Re: [PATCH 07/14] KVM: Don't block+unblock when halt-polling is successful

From: Sean Christopherson
Date: Tue Sep 28 2021 - 12:21:20 EST


On Tue, Sep 28, 2021, Marc Zyngier wrote:
> On Mon, 27 Sep 2021 18:28:14 +0100,
> Sean Christopherson <seanjc@xxxxxxxxxx> wrote:
> >
> > On Sun, Sep 26, 2021, Marc Zyngier wrote:
> > > On Sun, 26 Sep 2021 07:27:28 +0100,
> > > Paolo Bonzini <pbonzini@xxxxxxxxxx> wrote:
> > > >
> > > > On 25/09/21 11:50, Marc Zyngier wrote:
> > > > >> there is no need for arm64 to put/load
> > > > >> the vGIC as KVM hasn't relinquished control of the vCPU in any way.
> > > > >
> > > > > This doesn't mean that there is no requirement for any state
> > > > > change. The put/load on GICv4 is crucial for performance, and the VMCR
> > > > > resync is a correctness requirement.
> >
> > Ah crud, I didn't blame that code beforehand, I simply assumed
> > kvm_arch_vcpu_blocking() was purely for the blocking/schedule()
> > sequence. The comment in arm64's kvm_arch_vcpu_blocking() about
> > kvm_arch_vcpu_runnable() makes more sense now too.
> >
> > > > I wouldn't even say it's crucial for performance: halt polling cannot
> > > > work and is a waste of time without (the current implementation of)
> > > > put/load.
> > >
> > > Not quite. A non-V{LPI,SGI} could still be used as the a wake-up from
> > > WFI (which is the only reason we end-up on this path). Only LPIs (and
> > > SGIs on GICv4.1) can be directly injected, meaning that SPIs and PPIs
> > > still follow the standard SW injection model.
> > >
> > > However, there is still the ICH_VMCR_EL2 requirement (to get the
> > > up-to-date priority mask and group enable bits) for SW-injected
> > > interrupt wake-up to work correctly, and I really don't want to save
> > > that one eagerly on each shallow exit.
> >
> > IIUC, VMCR is resident in hardware while the guest is running, and
> > KVM needs to retrieve the VMCR when processing interrupts to
> > determine if a interrupt is above the priority threshold. If that's
> > the case, then IMO handling the VMCR via an arch hook is
> > unnecessarily fragile, e.g. any generic call that leads to
> > kvm_arch_vcpu_runnable() needs to know that arm64 lazily retrieves a
> > guest register.
>
> Not quite. We only need to retrieve the VMCR if we are in a situation
> where we need to trigger a wake-up from WFI at the point where we have
> not done a vcpu_put() yet. All the other cases where the interrupt is
> injected are managed by the HW. And the only case where
> kvm_arch_vcpu_runnable() gets called is when blocking.
>
> I also don't get why a hook would be fragile, as long as it has well
> defined semantics.

Generic KVM should not have to know that a seemingly benign arch hook,
kvm_arch_vcpu_runnable(), cannot be safely called without first calling another
arch hook. E.g. I suspect there's a (benign?) race in kvm_vcpu_on_spin(). If
the loop is delayed between checking rcuwait_active() and vcpu_dy_runnable(),
and the target vCPU is awakened during that period, KVM can call
kvm_arch_vcpu_runnable() while the vCPU is running.

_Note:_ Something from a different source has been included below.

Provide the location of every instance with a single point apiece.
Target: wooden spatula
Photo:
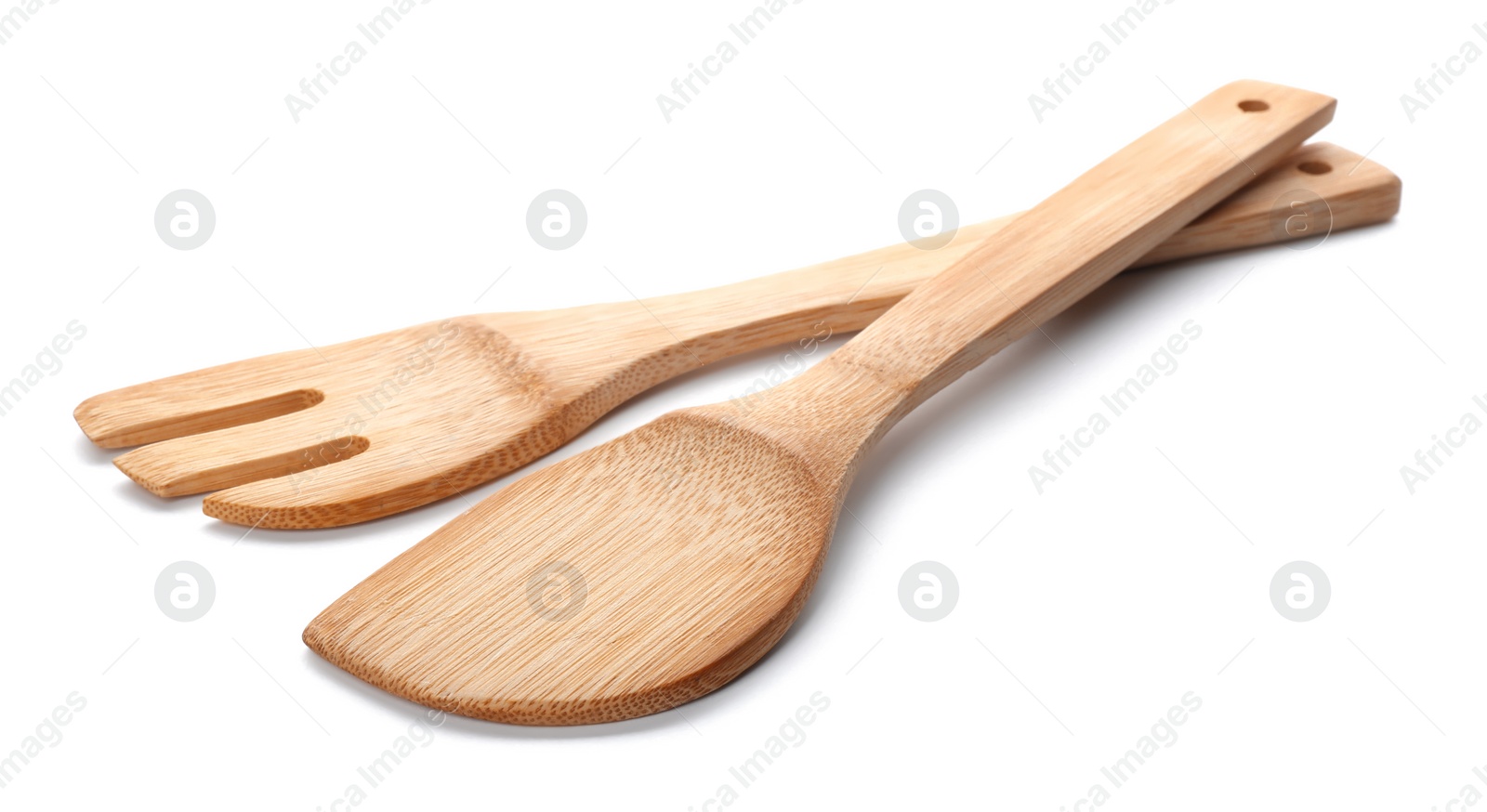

It's kind of a counter-example to my below suggestion as putting the vGIC would
indeed lead to state corruption if the vCPU is running, but I would argue that
arm64 should override kvm_arch_dy_runnable() so that its correctness is guaranteed,
e.g. by not calling kvm_arch_vcpu_runnable() if the vCPU is already running.

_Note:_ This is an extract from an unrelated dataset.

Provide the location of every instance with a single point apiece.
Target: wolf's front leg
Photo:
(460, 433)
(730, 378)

> > A better approach for VMCR would be to retrieve the value from
> > hardware on-demand, e.g. via a hook in vgic_get_vmcr(), so that it's all but
> > impossible to have bugs where KVM is working with a stale VMCR, e.g.
> >
> > diff --git a/arch/arm64/kvm/vgic/vgic-mmio.c b/arch/arm64/kvm/vgic/vgic-mmio.c
> > index 48c6067fc5ec..0784de0c4080 100644
> > --- a/arch/arm64/kvm/vgic/vgic-mmio.c
> > +++ b/arch/arm64/kvm/vgic/vgic-mmio.c
> > @@ -828,6 +828,13 @@ void vgic_set_vmcr(struct kvm_vcpu *vcpu, struct vgic_vmcr *vmcr)
> >
> > void vgic_get_vmcr(struct kvm_vcpu *vcpu, struct vgic_vmcr *vmcr)
> > {
> > + if (!vcpu->...->vmcr_available) {
> > + preempt_disable();
> > + kvm_vgic_vmcr_sync(vcpu);
> > + preempt_enable();
> > + vcpu->...->vmcr_available = true;
> > + }
> > +
>
> But most of the uses of vgic_get_vmcr() are in contexts where the vcpu
> isn't running at all (such as save/restore). It really only operates
> on the shadow state, and what you have above will only lead to state
> corruption.

Ignoring the kvm_arch_dy_runnable() case for the moment, how would it lead to
corruption? The idea is that the 'vmcr_available' flag would be cleared when the
vCPU is run, i.e. it tracks whether or not the shadow state may be stale.

> > if (kvm_vgic_global_state.type == VGIC_V2)
> > vgic_v2_get_vmcr(vcpu, vmcr);
> > else
> >
> >
> > Regarding vGIC v4, does KVM require it to be resident in hardware
> > while the vCPU is loaded?
>
> It is a requirement. Otherwise, we end-up with an inconsistent state
> between the delivery of doorbells and the state of the vgic.

For my own understanding, does KVM require it to be resident in hardware while
the vCPU is loaded but _not_ running? What I don't fully understand is how KVM
can safely load/put the vCPU if that true, i.e. wouldn't there always be a window
for badness?

> Also, reloading the GICv4 state can be pretty expensive (multiple MMIO
> accesses), which is why we really don't want to do that on the hot path
> (kvm_arch_vcpu_ioctl_run() *is* a hot path).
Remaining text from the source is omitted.